Hacker Halted 2020 – Day 3

The third day of Hacker Halted saw talks on slightly more technical topics than the previous days.

The opening speaker Chloe Messdaghi went through the benefits of gamefying training to help build a cyber security team in your organisation in order to create a team who can react quicker to new threats and actually prevent breaches instead of just running through compliance checklists. Ending the talk with some examples of how CTF style events have helped people land jobs was a nice touch to encourage people to take action after the slides had finished.

A more Americanized talk followed from Chris Roberts with a discussion of the dangers of electronic voting systems. While this might mostly affect the USA currently these are points that will likely affect many parts of the world at some point. The biggest danger being that the current voting booths get a F- for security and instead of respecting the cyber security community the vendors behind these booths prefer to divert their money towards lawyers and marketing. I can’t see this being an issue which is going to get resolved until the vendors see that the cyber sec community is on their side.
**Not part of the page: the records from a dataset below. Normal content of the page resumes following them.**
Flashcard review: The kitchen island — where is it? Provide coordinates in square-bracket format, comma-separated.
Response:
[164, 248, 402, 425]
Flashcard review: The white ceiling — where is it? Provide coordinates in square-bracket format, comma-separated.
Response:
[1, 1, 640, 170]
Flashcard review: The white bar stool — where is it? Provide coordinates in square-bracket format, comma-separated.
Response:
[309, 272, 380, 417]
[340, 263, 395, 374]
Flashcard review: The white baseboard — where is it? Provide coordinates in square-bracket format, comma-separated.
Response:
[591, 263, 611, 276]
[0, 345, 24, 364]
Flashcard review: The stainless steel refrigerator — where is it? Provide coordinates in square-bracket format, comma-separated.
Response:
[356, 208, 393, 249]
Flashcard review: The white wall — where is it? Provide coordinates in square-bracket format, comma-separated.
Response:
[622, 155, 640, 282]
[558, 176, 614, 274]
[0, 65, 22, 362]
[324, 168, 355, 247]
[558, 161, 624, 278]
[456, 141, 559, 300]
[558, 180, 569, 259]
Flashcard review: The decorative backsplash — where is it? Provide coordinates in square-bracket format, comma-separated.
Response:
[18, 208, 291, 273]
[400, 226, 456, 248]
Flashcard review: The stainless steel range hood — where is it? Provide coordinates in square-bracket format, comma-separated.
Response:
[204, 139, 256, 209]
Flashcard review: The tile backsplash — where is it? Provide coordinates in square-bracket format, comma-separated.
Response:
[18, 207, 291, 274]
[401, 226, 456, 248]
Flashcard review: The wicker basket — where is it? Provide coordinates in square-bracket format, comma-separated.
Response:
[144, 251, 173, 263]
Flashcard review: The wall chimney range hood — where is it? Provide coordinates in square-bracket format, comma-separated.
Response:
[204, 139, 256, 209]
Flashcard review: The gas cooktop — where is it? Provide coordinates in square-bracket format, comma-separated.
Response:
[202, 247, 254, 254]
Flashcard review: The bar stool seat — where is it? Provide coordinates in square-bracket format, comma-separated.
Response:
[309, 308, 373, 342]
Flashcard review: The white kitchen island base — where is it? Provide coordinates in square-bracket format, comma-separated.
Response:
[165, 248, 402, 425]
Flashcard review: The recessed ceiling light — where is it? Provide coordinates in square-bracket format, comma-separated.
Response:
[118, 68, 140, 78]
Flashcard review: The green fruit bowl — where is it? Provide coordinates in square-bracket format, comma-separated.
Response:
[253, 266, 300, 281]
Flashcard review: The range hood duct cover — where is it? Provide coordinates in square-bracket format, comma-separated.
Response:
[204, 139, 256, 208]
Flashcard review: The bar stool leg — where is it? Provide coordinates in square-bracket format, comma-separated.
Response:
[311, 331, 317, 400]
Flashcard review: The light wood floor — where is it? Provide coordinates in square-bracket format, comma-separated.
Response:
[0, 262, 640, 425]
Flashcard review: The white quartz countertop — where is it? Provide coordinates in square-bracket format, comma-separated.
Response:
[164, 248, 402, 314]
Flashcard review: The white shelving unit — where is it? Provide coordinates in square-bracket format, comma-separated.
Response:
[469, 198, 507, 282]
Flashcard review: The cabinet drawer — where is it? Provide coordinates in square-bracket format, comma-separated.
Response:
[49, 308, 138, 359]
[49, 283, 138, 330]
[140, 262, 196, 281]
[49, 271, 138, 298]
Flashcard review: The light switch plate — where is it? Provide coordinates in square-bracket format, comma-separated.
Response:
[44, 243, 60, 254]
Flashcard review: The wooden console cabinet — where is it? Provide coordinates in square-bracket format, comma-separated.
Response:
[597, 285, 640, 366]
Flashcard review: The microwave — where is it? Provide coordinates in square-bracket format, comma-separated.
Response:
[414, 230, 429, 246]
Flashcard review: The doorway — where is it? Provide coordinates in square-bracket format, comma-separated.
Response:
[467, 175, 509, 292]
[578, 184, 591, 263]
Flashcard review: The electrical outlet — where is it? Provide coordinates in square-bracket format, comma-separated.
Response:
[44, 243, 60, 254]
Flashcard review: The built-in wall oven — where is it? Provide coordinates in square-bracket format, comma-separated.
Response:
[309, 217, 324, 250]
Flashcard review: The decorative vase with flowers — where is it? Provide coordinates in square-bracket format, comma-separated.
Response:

Annalisa Nash Fernandez spoke to the geography fans regarding how cyber criminals can hide behind geographical borders to hinder law enforcement and aid themselves in crime as a result of two things. One is that laws and agencies are often unable to easily investigate problems once the trail leaves their borders. and Secondly how the culture difference between large parts of the world often means 2 teams working together on a problem are stopped from making progress because they focus on different ways of doing things. A quick run down of what different cultures think of in regards to things such as data privacy highlights the issue that while you may be creating a system which users in one country love another country may see it as moot/trivial.

Last talk of the day allowed Wayne Burke and Kevin Cardwell to give us their wisdom and experience about what they see corporations doing wrong when they visit to take part in an engagement. The main point seems to be companies focusing far too heavily on buying fancy software instead of working on their processes and training staff which results in a large bill for largely ineffectively deployed software. The next part of the talk demonstrates the effectiveness of spending time on misdirecting villains once they have accessed your network. Stopping someone getting in takes a lot of time, but once they are in if they spend 100% of their time getting confused by a honeypot it keeps your data safe for long enough for you to spot the intrusion and kick the bad guys out.